Calderón ya no tiene la fuerza política suficiente para sostener una guerra
contra el narcotráfico que ha fracasado, y ahora pretende reacomodar sus tesis bélicas originales mediante diálogos selectivos. Con la idea de distribuir responsabilidades democráticamente
entre una sociedad a la que no tomó en cuenta para declarar hostilidades irreflexivas y faltas de estrategia, ni ha escuchado a lo largo de casi cuatro años de horror, el comandante en jefe del combate sesgado al mercadeo de drogas se transforma en escucha y polemista, en anfitrión de ideas ajenas y ejecutor de decisiones muy suyas, en cuidadoso analista de las causas de la desgracia nacional que no atina a adjudicarse a sí mismo sino que ahora pretende repartir mediante aperturas
al debate que transcurren modosas mientras la violencia y el descontrol siguen extendiéndose por todo el país.

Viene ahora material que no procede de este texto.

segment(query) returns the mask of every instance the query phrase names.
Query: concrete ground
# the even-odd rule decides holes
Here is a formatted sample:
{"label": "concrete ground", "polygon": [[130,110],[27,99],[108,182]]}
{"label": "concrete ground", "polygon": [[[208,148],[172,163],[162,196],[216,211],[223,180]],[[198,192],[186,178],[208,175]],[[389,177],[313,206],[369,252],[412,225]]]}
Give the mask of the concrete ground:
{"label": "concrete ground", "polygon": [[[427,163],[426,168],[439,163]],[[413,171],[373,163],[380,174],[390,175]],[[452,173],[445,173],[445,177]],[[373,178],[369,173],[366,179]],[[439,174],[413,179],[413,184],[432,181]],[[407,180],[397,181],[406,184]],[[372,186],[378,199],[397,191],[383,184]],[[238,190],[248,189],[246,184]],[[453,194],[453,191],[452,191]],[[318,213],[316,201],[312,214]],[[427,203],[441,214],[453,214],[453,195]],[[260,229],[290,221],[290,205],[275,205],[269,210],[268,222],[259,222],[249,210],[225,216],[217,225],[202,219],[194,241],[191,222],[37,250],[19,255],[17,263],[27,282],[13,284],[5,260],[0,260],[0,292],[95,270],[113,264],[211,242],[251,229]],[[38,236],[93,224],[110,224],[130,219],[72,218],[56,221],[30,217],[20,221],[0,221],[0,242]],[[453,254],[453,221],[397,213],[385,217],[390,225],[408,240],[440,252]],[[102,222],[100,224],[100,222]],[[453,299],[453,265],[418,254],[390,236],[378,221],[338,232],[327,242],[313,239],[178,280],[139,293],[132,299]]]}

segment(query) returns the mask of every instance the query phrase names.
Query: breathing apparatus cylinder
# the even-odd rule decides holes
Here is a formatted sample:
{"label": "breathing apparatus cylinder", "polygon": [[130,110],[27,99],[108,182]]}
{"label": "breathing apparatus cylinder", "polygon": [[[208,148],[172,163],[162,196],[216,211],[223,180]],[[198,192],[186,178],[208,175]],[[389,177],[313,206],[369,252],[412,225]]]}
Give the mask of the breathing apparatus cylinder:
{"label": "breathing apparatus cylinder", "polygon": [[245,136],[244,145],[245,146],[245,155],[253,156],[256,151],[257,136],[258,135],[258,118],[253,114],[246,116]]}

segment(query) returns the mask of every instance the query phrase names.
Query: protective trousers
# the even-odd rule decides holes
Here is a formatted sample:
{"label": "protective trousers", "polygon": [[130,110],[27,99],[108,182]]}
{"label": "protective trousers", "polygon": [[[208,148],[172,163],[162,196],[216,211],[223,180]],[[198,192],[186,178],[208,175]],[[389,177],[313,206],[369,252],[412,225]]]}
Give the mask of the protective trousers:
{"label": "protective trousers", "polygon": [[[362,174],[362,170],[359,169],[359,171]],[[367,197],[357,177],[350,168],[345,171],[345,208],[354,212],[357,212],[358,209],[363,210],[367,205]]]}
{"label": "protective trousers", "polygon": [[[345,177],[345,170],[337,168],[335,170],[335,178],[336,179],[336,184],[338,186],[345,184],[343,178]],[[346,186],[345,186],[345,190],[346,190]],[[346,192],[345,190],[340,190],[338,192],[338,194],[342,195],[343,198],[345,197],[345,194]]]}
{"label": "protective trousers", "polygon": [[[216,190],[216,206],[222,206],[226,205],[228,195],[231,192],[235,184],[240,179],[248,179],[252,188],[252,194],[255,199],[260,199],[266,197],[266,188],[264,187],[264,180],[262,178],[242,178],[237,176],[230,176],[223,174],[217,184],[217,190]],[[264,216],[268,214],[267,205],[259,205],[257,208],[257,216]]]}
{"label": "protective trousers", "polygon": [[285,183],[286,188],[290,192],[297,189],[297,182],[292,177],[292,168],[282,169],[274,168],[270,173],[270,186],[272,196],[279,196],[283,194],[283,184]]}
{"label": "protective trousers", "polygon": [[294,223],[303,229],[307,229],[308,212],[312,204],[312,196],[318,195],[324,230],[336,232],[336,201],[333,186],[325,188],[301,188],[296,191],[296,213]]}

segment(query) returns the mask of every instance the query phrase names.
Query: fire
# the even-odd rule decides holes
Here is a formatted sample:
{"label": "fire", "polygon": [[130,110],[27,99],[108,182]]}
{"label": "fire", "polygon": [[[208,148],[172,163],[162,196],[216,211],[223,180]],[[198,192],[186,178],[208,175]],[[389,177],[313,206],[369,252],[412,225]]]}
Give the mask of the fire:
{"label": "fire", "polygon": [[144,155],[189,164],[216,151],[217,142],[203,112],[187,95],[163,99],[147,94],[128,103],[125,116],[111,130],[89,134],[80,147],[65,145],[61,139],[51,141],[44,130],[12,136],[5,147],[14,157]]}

Lo peor para ese proyecto felipista de relanzamiento táctico después de las elecciones estatales que finalmente perdió en su gran mayoría, es que los propios invitados a las sesiones oficiales han criticado a fondo diversos aspectos del plan calderonista e incluso han puesto sobre la mesa de discusiones la posibilidad de la legalización del consumo de drogas en México, tesis contrastante con los esfuerzos de confrontación armada desarrollados por Los Pinos, pero que finalmente ha aceptado en grado de hipótesis a analizar. Luego de 28 mil muertes que el gobierno federal adjudica a ojo de buen cubero a asuntos de narcotráfico, sin realizar averiguaciones previas verdaderas ni someterse al sendero procesal obligado que sólo a su final puede permitir que una autoridad sostenga lo que entonces ya sería una verdad jurídica, el felipismo cree oportuno reconsiderar, tomar en cuenta opiniones ajenas, ver desde ángulos diversos el mismo problema e incluso considerar, ¡faltaba más!, la posibilidad de legalizar la materia de lo que hasta ahora ha sido el eje del mal aprovechado por el sexenalismo fallido para desatar un belicismo de ocurrencia.